God bless America!


O domínio colonial criou, na prática, a tese racial, estabelecendo mesmo uma escala de desenvolvimento, com os negros no fim da tabela.


“I, too, sing America.
I am the darker brother.
They send me to eat in the kitchen
When company comes,
But I laugh, and I eat well,
And grow strong.”

Langston Hughes, “Epilogue”

 

Os Estados Unidos da América vivem mais uma grave crise provocada por motivos étnicos, depois de um polícia branco ter asfixiado até à morte um cidadão negro.

Porque falo de etnia e não de raça? Porque o preconceito tem exatamente origem na ficção de que a humanidade está dividida em raças, tese que nos acompanhou até há muito pouco tempo.

Na verdade, existe apenas uma raça. Apesar das diferenças físicas, a genética entre um ser humano branco e um negro, por exemplo, difere em 0,1%.

Qual é, então, a raiz do problema? O domínio secular de povos europeus sobre povos de outros continentes. No que respeita aos povos de África, acresce o facto de terem sido escravizados e espalhados pelo continente americano, a partir do séc. xvi até ao séc. xix.

Foram incluídos como pura mercadoria no denominado comércio triangular: Europa, produtos manufaturados; África, escravos; América, produtos das plantações para a Europa.

O domínio colonial criou, na prática, a tese racial, estabelecendo mesmo uma escala de desenvolvimento, com os negros no fim da tabela.

Nos Estados Unidos da América, nascidos no séc. xviii, os escravos negros garantiram a produção das grandes plantações dos estados do Sul.

Com a vitória do Norte na Guerra Civil de 1861-65, os escravos foram libertados, mas a discriminação terminou? Claro que não.

Nos estados do Sul foram de imediato promulgadas leis segregacionistas, impedindo casamentos entre brancos e negros e ditando a sua separação em transportes públicos, hotéis, restaurantes, teatros e outros locais.

É importante recordar que só em 1965, nos estados do Sul, os negros conquistaram o direito de voto.

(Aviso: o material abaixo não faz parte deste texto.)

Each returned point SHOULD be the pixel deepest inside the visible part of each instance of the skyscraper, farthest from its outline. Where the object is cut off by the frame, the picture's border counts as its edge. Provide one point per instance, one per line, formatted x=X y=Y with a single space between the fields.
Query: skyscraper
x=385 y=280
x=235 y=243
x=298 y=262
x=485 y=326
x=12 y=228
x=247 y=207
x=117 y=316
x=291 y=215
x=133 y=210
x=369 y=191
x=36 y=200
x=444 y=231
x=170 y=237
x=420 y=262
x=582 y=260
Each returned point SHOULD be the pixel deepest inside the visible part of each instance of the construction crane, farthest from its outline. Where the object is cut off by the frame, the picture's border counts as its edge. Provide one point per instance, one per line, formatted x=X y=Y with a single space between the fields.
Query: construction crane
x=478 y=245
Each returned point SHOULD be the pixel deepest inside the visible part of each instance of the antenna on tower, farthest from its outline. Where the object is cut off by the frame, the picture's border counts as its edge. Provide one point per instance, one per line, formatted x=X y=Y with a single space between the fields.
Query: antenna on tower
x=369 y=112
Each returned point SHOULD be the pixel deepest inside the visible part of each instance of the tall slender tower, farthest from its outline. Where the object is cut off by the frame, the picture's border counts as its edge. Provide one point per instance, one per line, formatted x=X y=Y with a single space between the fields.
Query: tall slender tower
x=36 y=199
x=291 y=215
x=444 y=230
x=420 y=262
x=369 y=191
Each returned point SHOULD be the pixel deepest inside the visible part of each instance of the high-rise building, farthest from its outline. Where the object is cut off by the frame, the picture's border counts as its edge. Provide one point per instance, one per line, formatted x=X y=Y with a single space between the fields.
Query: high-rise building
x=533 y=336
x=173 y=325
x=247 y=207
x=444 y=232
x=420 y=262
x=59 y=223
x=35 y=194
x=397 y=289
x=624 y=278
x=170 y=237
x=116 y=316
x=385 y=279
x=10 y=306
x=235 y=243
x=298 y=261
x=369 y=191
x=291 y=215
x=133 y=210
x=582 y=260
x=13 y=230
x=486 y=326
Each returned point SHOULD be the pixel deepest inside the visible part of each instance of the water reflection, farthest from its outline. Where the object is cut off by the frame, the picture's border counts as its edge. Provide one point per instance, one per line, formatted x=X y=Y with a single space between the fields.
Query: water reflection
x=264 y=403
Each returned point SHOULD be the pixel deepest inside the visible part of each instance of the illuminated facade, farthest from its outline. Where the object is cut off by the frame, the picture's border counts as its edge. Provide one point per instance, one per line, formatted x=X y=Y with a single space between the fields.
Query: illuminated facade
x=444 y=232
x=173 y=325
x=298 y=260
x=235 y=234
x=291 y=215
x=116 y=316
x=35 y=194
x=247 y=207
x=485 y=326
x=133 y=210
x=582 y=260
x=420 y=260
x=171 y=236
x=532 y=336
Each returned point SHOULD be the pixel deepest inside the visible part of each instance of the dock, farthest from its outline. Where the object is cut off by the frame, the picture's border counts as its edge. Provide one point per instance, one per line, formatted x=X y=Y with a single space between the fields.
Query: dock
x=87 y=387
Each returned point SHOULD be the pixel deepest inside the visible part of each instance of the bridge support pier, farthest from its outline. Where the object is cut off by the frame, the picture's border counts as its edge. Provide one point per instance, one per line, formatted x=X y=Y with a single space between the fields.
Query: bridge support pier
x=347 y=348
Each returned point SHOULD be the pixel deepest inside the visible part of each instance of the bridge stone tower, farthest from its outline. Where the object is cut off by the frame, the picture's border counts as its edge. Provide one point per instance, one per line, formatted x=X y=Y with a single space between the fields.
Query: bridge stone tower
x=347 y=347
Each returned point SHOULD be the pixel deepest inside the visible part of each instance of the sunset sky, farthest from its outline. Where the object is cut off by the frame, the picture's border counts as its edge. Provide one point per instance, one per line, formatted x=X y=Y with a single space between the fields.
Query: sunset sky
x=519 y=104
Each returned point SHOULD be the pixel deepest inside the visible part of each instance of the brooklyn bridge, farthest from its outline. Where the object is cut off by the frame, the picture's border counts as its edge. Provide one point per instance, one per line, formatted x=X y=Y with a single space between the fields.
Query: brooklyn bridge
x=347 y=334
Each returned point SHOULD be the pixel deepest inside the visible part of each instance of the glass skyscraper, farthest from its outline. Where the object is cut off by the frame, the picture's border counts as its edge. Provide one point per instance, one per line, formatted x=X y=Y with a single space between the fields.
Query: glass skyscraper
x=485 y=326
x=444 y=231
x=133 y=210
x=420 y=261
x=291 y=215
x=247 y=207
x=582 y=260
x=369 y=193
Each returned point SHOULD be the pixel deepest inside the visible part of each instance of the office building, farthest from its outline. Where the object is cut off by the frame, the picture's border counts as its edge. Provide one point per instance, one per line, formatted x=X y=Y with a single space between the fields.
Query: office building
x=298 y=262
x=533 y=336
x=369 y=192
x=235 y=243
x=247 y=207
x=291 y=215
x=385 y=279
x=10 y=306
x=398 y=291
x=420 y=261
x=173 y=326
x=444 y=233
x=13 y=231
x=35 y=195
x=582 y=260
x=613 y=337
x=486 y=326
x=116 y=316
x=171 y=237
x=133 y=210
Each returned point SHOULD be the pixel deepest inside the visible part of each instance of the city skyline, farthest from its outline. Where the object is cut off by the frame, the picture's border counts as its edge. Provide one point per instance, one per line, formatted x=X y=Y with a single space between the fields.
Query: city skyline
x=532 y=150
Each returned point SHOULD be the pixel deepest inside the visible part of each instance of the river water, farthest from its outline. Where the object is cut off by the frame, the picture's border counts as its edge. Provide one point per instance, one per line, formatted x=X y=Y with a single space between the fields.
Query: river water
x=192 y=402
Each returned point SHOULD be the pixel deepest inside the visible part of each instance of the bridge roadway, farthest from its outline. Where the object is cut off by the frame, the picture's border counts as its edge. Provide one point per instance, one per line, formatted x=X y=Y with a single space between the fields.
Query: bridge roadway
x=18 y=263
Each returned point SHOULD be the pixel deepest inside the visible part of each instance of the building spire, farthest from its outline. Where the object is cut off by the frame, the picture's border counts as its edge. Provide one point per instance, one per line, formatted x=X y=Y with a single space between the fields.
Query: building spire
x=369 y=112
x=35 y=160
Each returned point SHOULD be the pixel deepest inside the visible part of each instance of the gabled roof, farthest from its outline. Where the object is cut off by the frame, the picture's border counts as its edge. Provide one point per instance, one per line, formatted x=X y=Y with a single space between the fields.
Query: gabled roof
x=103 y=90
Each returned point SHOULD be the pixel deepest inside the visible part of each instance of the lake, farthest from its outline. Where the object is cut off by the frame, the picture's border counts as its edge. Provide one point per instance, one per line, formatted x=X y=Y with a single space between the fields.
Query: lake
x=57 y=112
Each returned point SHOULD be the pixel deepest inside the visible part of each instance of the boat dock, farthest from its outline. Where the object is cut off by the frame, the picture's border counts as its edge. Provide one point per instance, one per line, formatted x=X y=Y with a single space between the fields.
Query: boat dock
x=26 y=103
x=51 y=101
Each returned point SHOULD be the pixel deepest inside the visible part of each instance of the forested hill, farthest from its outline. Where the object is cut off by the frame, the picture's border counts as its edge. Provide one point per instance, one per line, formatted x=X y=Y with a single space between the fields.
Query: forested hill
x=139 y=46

Esta é a realidade, nua e crua, na tão proclamada “terra de todas as oportunidades”, onde cerca de 47 milhões de cidadãos não têm qualquer seguro de saúde, essencial para garantir serviços médicos com um mínimo de qualidade num país sem um serviço público de saúde.

Os negros representam cerca de 12% da população dos Estados Unidos. Há hoje mais negros na prisão do que escravos em 1850, segundo um estudo da socióloga da Universidade do Ohio Michelle Alexander.

Esta é a América de Donald Trump e de Derek Chauvin, o polícia que matou um cidadão negro por asfixia, mas é também o país de Toni Morrison, prémio Nobel da Literatura em 1993, que escreveu: “Racismo sem raça é uma escolha. Ensinado, é claro, por aqueles que precisam dele, mas, ainda assim, é uma escolha. Os que o praticam não seriam nada sem ele (…)”.

Mas tenhamos esperança. Os Estados Unidos são também a terra de Obama e Luther King, de James Baldwin, Paul Beatty, Ernest Hemingway e Eugene O’Neill. De Mailer e de Chomsky . De Denzel Washington e Robert de Niro, Louis Armstrong e Bruce Springsteen. Do jazz, da internet e das Levi’s.

E são também donos da mais antiga Constituição escrita do mundo, que declara: “Consideramos estas verdades como evidentes, que todos os homens são criados iguais, dotados pelo Criador de certos direitos inalienáveis, que entre estes estão a vida, a liberdade e a procura da felicidade”.

Aqui chegados, que conclusões podemos tirar da atual crise nos Estados Unidos?

Proponho que recordemos Allen Ginsberg, um dos principais poetas da Beat Generation, que, há cerca de 65 anos, escrevia:

 “A América está coberta de mentiras
Os jovens pensadores são maus tipos,
cheios de ideias sórdidas.
A América criou a bomba atómica e lançou-a ao mundo.
Ezra Pound está certo, a nação é um manicómio.”

Esta é apenas uma visão possível da América.

Na próxima semana falarei de Portugal.